Era sentir la liberación y la opresión eterna. Sabía lo que debía hacer pero se resistía a dejarla ir. Ella no era suya, él, inaguantablemente suyo. Sus caminos se habían separado súbitamente, sin anestesia, como llega la muerte inesperada en lo mejor de la vida. Ellos estaban en lo mejor del amor, así y todo, ella lo echó todo a perder. El desconsuelo era cruel, inhumano, así ya no podía vivir. La tortura del desamor es el peor de los calvarios. No hay palabra, ni caricia, ni llanto que consuele a un corazón herido. No hay nada capaz de ocupar el vacío del desafecto. Eso que era perfecto, inmortal, extraordinario, único, ahora no era más que un puñado de lindos recuerdos atados con alambre de púas, que dolían por dónde se quisieran agarrar.
Puso el punto final que no pensó que llegaría. Pero era necesario. Agarró un sobre color madera, dobló prolijamente la hoja y la guardó adentro. Se miró la mano y lloró, las lágrimas no le dejaban ver nada. Lloró un rato largo, indeterminado hasta que se durmió arriba del sobre aun abierto, como las heridas de su corazón. Despertó en un sueño donde nada era real, la felicidad le duró la milésima de segundo que tardó en darse cuenta donde estaba, haciendo qué. Observó el sobre, faltaba algo.

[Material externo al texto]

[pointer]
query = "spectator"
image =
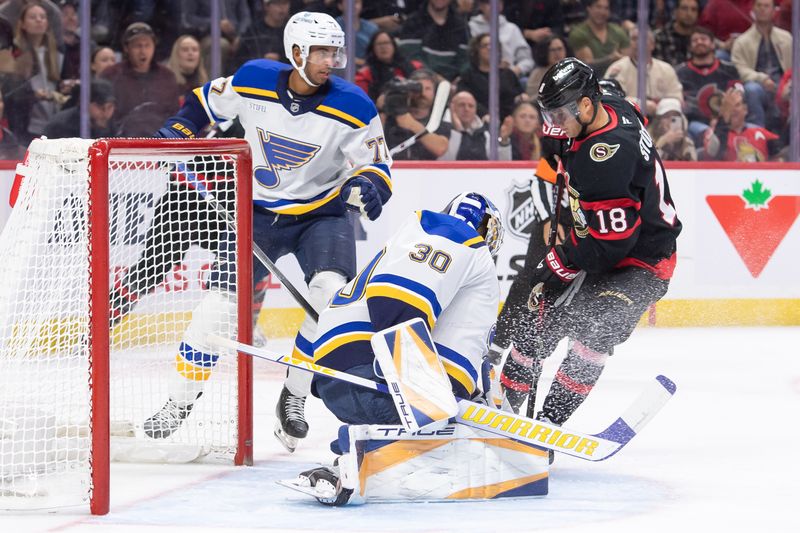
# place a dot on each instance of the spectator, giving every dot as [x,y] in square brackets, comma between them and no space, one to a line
[264,39]
[704,78]
[10,11]
[364,29]
[541,20]
[546,53]
[668,131]
[597,41]
[662,82]
[187,64]
[146,93]
[10,148]
[71,67]
[783,96]
[526,144]
[37,70]
[234,21]
[406,121]
[436,36]
[476,78]
[672,41]
[387,14]
[383,63]
[761,55]
[67,123]
[727,19]
[163,16]
[515,52]
[102,57]
[730,138]
[469,137]
[783,16]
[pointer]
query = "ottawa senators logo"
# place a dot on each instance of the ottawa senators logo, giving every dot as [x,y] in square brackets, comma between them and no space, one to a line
[579,219]
[602,151]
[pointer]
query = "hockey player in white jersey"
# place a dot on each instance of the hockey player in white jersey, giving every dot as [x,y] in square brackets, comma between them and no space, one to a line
[318,149]
[438,267]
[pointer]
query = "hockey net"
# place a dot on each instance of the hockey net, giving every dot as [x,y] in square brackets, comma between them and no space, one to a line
[104,258]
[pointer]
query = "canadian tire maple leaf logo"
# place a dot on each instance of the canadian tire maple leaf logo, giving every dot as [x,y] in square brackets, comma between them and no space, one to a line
[756,222]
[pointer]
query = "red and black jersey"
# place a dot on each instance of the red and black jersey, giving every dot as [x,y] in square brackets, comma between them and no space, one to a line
[621,205]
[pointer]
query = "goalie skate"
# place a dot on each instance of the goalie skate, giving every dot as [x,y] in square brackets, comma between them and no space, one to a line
[322,483]
[291,425]
[168,419]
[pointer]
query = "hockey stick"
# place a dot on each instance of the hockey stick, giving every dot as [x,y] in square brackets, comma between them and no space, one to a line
[536,369]
[590,447]
[192,179]
[437,112]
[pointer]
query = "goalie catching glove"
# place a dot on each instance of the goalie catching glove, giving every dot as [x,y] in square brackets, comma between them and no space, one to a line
[550,278]
[359,194]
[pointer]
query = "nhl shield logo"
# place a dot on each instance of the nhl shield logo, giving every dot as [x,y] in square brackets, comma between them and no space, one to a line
[521,214]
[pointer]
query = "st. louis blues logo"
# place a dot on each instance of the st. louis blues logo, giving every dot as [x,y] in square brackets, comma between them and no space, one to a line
[281,153]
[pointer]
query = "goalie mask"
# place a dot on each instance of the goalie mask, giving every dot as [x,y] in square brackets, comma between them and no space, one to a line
[481,214]
[305,30]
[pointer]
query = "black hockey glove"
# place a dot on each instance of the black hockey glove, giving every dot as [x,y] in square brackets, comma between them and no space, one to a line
[368,201]
[551,277]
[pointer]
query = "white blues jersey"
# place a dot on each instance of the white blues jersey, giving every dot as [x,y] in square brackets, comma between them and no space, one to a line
[303,147]
[436,267]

Se miró nuevamente la mano izquierda mientras con la derecha se sacaba, con dificultad, la alianza. El símbolo de lo que había sido una vida feliz, plena. El horrendo recuerdo de lo que nunca volvería a ser. Logró sacársela, con un pesar hondo, amargo. La puso en el sobre y lo cerró sin pensarlo dos veces. Había tolerado llevarla consigo aun sabiendo que ya no significaba nada para ella pero para él era el grillete que lo ataba a un pasado que no quería más. Era el último vestigio de su amor pisoteado y ninguneado por doquier. Devolverla era, para ambos, el final último. El fin de la película, el no retorno. El punto final.
Salió de la oficina sin el sobretodo. Lo olvidó como había olvidado tantas cosas. Se subió al auto, manejó unas cuadras. Se bajó en la puerta de su casa, la que habían compartido durante tantos años. Dudó. Y la duda le duró un suspiro, esto debía terminar, aquí y ahora. Caminó unos pasos y depositó el sobre en el buzón. Miró la casa por última vez. Se subió al auto y manejó en línea recta hacia la nada. Nunca más se supo de él.